New (To Me) Music: David Bowie, Low July 30, 2008
Posted by madkevin in Music, Nostalgia.trackback
OK, it’s not actually new to me: I’ve been a Bowie freak ever since I was a young lad. My entry point, like it was for everybody I’d wager, was Ziggy Stardust, but basically everything the man did in that entire decade is pure gold. I’m hardly the first to suggest this, but I think Bowie has the record for longest streak of brilliant albums released consecutively, staring with Hunky Dory and going all the way to Scary Monsters.
But while the glam stuff is what pulled me in, the heart of Bowie I think are in the three albums known as the Berlin Trilogy: Low, “Heroes”, and Lodger. Helped by a bevy of collaborators, (Brian Eno, Robert Fripp, Carlos Alomar), the trilogy scales heights that, sadly, Bowie never topped. Mind you, the strange mixes of wildly disparate elements, combined with the alien sounds of Eno’s racks of electronics, would be tough for anybody to have topped.

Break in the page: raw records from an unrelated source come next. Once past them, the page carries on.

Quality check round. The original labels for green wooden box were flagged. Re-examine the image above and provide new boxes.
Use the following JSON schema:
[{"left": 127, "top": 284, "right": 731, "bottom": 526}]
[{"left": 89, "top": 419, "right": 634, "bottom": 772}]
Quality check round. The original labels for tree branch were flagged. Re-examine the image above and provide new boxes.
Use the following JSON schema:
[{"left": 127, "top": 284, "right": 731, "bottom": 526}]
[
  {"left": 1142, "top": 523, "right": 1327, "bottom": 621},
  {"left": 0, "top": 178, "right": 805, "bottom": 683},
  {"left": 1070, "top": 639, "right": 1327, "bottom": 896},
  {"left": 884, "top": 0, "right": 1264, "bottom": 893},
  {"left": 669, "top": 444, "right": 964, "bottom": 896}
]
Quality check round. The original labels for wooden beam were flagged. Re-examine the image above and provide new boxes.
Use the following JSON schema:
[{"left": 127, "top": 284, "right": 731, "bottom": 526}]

“Heroes” is the best known of the trilogy due to it’s title track, which rightfully became a Bowie standard, and if pressed, I’d admit that Lodger is the best of the trilogy because the songcraft is so great, but Low is my fave. I still remember the chills it gave me the first time I listened to it, after finding a budget cassette release at the K-Mart in Welland if I’m remembering correctly. (Low and “Heroes” are great to listen to on cassette, by the way, because of the way they separate themselves into songs on one side, ambient weirdness on the other.) I loved the cover, because the red-haired Man Who Fell To Earth Bowie is, I think, the absolute coolest incarnation. But the music! Holy fuck, right from the first strains of “Speed Of Life”, Low just grabs you. If Ziggy Stardust was about being from another planet, Low bested it because it sounds like it came from another planet, like a night on the town at the hottest disco on Pluto. Bowie’s voice is all over the place, sometimes chilly and distant, sometimes overly close and up front in the mix. The songs on the first side are short, looking forward to the punk/new-wave movement that Low, in part, helped to inspire. Lyrically, Bowie seems at his most direct and blunt, sketching tales of modern alienation, although not without a dark streak of humour: “You’re such a wonderful person / But you’ve got problems”.
In later years, I would come to realize that much of the sound of Low and “Heroes” was a direct musical response to such Krautrock pioneers as Kraftwerk and Neu!, but that doesn’t diminish the many pleasures of this album for me, because it has such a specific tone. Nobody else but Bowie could have done an album like this in the 70s, because nobody else would have dared.